Le problème aujourd'hui, c'est de vouloir absolument faire une sorte de méthode inquisitoriale, où on va regarder dans leurs factures exactement combien ils ont acheté. En réalité, ça ne sert strictement à rien, de mon point de vue, puisque de toute façon, on a un contrat qui va durer un an. Et ils vont acheter différemment au mois d'avril, au mois de juillet ou au mois de septembre. Donc on a besoin d'une méthode partagée sur lequel les grandes surfaces et l'industriel seront d'accord, en disant voilà, on a des indicateurs de marché, de contrats. Le beurre a pris 5%, l'huile végétale a baissé de 5%. Tout ça est public. On va vous donner une méthode qui permet de recaler nos produits en fonction de ces indicateurs publics.

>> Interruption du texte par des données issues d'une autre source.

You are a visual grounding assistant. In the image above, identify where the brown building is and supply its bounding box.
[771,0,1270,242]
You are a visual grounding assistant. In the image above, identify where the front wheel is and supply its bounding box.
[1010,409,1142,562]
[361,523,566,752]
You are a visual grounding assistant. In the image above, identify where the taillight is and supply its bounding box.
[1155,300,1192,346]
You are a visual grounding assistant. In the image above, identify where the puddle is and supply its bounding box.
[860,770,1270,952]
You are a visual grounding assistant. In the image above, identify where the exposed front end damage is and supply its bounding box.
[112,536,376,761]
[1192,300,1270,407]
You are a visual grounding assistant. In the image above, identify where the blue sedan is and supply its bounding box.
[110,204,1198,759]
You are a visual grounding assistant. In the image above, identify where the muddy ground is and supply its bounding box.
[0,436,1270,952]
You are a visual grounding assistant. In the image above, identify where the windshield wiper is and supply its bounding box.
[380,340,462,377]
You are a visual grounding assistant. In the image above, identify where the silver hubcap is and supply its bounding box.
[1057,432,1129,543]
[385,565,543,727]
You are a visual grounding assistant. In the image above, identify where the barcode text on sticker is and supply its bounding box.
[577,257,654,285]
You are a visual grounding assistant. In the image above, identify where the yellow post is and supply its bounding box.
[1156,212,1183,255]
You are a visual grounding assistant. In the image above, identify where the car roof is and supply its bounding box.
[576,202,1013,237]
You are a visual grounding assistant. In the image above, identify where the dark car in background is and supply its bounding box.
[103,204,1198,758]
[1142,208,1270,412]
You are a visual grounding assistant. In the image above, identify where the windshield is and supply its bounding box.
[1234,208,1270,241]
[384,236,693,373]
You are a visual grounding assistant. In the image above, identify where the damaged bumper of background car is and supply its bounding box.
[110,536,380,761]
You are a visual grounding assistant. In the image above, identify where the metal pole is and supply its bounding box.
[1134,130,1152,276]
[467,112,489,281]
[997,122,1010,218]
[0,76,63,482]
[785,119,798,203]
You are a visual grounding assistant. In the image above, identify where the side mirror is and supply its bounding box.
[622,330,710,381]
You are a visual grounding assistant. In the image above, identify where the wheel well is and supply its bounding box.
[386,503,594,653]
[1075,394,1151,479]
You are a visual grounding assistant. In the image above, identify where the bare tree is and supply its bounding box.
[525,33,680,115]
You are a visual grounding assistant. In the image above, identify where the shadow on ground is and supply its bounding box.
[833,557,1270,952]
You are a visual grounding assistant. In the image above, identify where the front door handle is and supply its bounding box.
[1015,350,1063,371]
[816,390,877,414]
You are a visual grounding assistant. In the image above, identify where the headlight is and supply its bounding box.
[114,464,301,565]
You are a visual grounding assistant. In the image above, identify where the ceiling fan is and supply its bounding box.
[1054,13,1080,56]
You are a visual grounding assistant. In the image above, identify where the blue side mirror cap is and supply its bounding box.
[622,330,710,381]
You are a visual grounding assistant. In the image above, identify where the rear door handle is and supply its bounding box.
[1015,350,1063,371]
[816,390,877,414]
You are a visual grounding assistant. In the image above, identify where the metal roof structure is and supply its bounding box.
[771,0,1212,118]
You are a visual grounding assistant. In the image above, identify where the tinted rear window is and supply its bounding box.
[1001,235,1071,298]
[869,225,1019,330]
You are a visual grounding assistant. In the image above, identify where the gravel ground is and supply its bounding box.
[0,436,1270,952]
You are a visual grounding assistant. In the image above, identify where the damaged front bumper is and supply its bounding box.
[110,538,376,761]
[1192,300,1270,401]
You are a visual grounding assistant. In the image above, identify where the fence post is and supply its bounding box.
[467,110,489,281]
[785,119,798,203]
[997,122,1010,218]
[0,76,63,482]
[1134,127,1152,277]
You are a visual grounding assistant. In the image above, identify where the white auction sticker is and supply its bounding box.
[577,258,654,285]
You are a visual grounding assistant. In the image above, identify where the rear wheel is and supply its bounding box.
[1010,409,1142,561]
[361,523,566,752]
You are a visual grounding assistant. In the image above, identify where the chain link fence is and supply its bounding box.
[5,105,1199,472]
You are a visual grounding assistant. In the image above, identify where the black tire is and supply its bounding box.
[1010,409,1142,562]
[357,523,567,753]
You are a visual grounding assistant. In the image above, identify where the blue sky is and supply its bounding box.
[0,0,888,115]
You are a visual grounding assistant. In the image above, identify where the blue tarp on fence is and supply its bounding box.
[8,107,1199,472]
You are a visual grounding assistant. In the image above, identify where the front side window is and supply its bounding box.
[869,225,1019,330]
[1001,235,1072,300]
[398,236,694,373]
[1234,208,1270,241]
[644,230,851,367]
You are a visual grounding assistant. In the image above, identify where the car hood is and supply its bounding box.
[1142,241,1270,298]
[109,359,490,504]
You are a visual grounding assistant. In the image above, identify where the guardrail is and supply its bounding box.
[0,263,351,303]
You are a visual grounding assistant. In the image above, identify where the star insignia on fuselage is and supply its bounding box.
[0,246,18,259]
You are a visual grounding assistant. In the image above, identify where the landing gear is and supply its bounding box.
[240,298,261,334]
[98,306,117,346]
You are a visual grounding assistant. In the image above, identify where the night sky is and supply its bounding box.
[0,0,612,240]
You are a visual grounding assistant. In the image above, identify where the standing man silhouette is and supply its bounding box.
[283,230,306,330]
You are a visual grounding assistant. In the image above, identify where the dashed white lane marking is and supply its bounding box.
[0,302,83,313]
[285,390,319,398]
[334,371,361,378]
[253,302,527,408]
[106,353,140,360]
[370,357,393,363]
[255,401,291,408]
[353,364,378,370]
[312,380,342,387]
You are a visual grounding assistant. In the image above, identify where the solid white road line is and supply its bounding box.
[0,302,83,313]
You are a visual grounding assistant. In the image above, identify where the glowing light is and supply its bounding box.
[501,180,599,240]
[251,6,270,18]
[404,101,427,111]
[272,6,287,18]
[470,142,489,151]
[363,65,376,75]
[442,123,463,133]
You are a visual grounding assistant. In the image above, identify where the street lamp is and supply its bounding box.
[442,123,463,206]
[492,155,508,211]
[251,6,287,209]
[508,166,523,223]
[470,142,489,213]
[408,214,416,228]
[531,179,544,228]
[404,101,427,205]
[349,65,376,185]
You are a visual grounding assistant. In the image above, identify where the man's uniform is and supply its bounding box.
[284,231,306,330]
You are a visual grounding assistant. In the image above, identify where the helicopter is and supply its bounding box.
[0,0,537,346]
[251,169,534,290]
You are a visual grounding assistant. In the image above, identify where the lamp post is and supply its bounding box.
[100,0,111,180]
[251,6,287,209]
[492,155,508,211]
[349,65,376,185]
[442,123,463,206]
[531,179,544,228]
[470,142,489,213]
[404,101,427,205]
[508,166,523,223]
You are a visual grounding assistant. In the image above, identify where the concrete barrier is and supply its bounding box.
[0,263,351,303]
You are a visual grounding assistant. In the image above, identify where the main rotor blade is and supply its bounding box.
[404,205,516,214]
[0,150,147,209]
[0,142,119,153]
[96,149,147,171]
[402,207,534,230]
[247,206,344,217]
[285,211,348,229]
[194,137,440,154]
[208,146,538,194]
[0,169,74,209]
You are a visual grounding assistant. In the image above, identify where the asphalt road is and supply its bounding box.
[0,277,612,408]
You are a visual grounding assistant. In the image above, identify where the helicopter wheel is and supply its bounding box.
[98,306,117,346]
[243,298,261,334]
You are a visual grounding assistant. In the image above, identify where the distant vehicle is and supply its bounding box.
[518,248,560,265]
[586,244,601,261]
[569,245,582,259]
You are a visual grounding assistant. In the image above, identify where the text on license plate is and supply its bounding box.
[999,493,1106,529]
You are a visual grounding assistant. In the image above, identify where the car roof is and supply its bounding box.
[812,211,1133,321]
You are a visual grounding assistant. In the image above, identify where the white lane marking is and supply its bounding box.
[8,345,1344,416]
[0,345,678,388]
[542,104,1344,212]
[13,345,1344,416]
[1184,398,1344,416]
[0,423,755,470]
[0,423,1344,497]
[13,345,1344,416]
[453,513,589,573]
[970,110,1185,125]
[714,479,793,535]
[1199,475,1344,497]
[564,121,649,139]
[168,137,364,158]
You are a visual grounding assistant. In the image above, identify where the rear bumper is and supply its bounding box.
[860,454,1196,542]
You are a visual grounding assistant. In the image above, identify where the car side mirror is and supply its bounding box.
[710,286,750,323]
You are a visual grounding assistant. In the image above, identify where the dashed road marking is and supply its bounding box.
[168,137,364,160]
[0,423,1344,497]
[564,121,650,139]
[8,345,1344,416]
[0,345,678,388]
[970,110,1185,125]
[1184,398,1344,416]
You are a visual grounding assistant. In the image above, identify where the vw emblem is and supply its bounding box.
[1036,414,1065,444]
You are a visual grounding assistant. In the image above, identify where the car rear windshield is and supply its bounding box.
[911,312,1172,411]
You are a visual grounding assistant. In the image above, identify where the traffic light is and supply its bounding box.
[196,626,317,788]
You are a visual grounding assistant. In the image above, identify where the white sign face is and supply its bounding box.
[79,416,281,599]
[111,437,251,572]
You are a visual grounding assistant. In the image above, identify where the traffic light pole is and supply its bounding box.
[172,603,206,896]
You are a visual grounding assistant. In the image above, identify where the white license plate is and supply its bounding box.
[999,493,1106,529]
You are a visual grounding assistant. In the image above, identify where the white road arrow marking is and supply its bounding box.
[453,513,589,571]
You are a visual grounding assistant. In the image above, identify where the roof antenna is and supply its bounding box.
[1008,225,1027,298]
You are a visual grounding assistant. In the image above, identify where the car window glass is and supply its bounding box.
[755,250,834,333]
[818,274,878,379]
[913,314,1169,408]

C'est ça que j'appelle les prix normatifs.

Et là, le premier maillon de la chaîne, les agriculteurs eux-mêmes, s'y retrouverait ?

Ils ne sont pour l'instant pas tellement concernés puisque la loi EGalim. Encore une fois, c'est une loi qui aujourd'hui pour son point de départ, c'est-à-dire la contractualisation, a une base très étroite, qui est à 90% le lait, pour des raisons techniques que je ne peux pas expliquer ici, mais parce que c'est un produit qui se prête bien à la contractualisation. Il y a une obligation pour la viande de bœuf, qui a commencé à être mise en place, mais elle est très limitée. Il y a des organisations où il y a des prises en charge des coûts de production dans la volaille par exemple, mais c'est quand même très limité. Et il y a des produits qui sont explicitement en dehors de EGalim : les fruits et légumes frais et le poisson, les céréales non transformées, etc. Donc il y a une image d'EGalim qui doit concerner tous les agriculteurs. En réalité, ça n'en concerne qu'une partie.

Le gouvernement en a parlé, les systèmes des centrales d'achat européennes sont-ils un contournement de EGalim pour vous ?

Oui dans la mesure où Leclerc le fait depuis cinq ou six ans, vous avez les trois principaux industriels français du lait, c’est-à-dire Lactalis, Président, Danone, qui négocient hors EGalim à Bruxelles. Donc il y a deux choses contradictoires. Le seul secteur où EGalim peut marcher, c'est le lait, et les grandes distributions sortent d'EGalim en allant négocier à l'étranger. Effectivement, le lait c'est le vaisseau amiral d'EGalim. Si on commence à partir à l'étranger à ne plus appliquer la loi, ça va être difficile.